In the 1990s I made a Gingery furnace, then all the lathe patterns, and over a few years cast/fit/finished/assembled a Gingery lathe.  It was an interesting journey, but ultimately not the best lathe ... so I bought a Ta Shin 10 x 24 (early 1960's best I can tell).  A Rhodes 7" shaper (1948ish) and a 2000 House of Tools RF25 mill make up my shop currently ... although I just bought a 1970 ML7 and have 3 other lathes (that combined can be held in one hand, an Adept plus two watchmakers lathes, a Wolf Jahn (WW) and a Star (Geneva) ).  Several will be up for sale in the not too distant future .... why would anyone need 6 lathes ? (a rhetorical question folks, as I suspect some here have more than 6  ).

Collecting measuring tools (hell, tooling in general) is another obsession, one I blame on my Engineering education (U of S EE 1981, but I fully intended on being an ME when starting in 1977).

Any, it's good to be here and I hope to contribute in some small way now and then, and ask a few dumb questions along the way.

Dave


----------



## Chicken lights (Dec 29, 2021)

Dumb questions are easier to answer, generally 

Welcome aboard


----------



## gerritv (Dec 29, 2021)

Let me know when the WW lathes come up. Depending on price of course  

Gerrit


----------



## Doggggboy (Dec 29, 2021)

Welcome from near Kronau , Sk. ..
-not Germany
-


----------



## Tomc938 (Dec 29, 2021)

Welcome to the board!  It's a great group who are open to answering any questions you might have.  (They generally won't tell you it's a dumb question)

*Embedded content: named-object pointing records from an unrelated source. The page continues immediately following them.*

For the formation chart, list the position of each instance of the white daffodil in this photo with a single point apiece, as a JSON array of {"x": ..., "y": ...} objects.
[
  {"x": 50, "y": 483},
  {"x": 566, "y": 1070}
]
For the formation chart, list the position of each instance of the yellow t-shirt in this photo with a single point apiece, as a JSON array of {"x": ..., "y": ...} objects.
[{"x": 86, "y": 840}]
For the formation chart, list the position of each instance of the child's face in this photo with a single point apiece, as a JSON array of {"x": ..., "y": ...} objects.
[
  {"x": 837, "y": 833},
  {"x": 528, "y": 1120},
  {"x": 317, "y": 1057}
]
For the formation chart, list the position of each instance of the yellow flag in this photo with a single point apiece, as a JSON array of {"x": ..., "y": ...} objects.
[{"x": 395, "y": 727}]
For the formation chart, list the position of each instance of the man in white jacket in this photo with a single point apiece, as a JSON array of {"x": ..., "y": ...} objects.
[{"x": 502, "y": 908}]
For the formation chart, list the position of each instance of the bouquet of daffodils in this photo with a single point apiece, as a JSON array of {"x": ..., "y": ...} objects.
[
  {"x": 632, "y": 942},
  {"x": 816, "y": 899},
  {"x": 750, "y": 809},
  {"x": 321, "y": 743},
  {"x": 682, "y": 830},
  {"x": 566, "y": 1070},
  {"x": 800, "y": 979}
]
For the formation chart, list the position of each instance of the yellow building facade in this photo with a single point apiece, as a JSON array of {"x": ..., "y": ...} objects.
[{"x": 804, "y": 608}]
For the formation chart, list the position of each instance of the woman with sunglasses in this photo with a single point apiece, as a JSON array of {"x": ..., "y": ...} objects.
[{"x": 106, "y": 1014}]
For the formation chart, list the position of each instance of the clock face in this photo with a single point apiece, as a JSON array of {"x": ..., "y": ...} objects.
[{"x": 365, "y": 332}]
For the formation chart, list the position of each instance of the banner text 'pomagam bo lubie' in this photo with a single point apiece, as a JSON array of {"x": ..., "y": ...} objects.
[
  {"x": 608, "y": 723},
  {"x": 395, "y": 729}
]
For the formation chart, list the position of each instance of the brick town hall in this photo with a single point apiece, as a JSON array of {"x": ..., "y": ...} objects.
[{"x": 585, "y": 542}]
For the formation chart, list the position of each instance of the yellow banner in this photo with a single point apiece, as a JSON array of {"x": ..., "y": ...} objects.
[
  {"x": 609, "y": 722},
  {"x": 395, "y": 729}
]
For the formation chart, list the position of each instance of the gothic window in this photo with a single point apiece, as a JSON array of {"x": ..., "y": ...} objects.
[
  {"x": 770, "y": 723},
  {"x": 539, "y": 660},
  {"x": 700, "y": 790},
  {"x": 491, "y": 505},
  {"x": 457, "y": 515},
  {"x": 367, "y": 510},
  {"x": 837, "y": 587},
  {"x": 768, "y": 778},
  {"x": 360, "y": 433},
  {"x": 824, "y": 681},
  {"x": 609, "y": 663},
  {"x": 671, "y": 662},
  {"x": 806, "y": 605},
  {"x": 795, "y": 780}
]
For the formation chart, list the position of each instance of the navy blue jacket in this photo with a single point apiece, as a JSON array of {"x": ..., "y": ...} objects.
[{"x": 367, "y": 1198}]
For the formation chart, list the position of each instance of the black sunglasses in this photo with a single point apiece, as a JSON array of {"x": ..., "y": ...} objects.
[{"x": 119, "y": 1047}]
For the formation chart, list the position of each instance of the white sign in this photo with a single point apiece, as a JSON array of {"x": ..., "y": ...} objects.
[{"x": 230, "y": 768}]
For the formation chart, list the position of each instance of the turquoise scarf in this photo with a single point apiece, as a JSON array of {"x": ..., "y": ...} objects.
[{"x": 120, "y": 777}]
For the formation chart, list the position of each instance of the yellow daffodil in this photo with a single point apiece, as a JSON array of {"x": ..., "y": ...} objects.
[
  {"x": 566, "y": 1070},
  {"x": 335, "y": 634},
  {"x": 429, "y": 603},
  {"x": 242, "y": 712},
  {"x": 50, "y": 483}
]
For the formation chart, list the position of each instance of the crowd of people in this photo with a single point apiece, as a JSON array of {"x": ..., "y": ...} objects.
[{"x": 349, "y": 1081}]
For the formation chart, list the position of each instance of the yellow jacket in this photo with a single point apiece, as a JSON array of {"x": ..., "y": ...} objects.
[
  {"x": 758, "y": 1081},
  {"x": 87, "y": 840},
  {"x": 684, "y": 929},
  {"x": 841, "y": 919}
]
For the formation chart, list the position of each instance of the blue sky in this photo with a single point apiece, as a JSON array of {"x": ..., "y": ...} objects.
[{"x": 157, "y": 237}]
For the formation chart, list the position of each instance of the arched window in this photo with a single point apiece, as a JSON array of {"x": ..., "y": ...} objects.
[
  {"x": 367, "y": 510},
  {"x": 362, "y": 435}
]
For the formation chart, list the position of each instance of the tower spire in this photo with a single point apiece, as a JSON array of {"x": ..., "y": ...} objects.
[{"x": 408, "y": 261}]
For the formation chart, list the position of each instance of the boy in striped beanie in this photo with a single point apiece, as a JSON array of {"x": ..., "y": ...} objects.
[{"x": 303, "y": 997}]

Grew up in Saskatoon myself, although now-a-days I'm on Vancouver Island.


----------



## DaveK (Dec 29, 2021)

gerritv said:


> Let me know when the WW lathes come up. Depending on price of course
> 
> Gerrit


That might be a keeper.  It's a short bed Wolf Jan that I've collected a few accessories for (cross slide, 3 jaw, extra headstock. etc).  The Star (Geneva pattern) is likely the one I will sell ...  but I will let folks know either way 

Dave


----------



## DaveK (Dec 29, 2021)

Thanks all for the warn welcome.



Doggggboy said:


> Welcome from near Kronau , Sk. ..
> -not Germany
> -



Thanks, had to look that one up, but now I know.  The wife and I were nearby this summer, walked around at Wilcox and Clayback.



Tomc938 said:


> Welcome to the board!  It's a great group who are open to answering any questions you might have.  (They generally won't tell you it's a dumb question)
> 
> Grew up in Saskatoon myself, although now-a-days I'm on Vancouver Island.



Wise man, although your weather has been a bit less desirable lately (still WAY better than the -35 here these days).

Dave


----------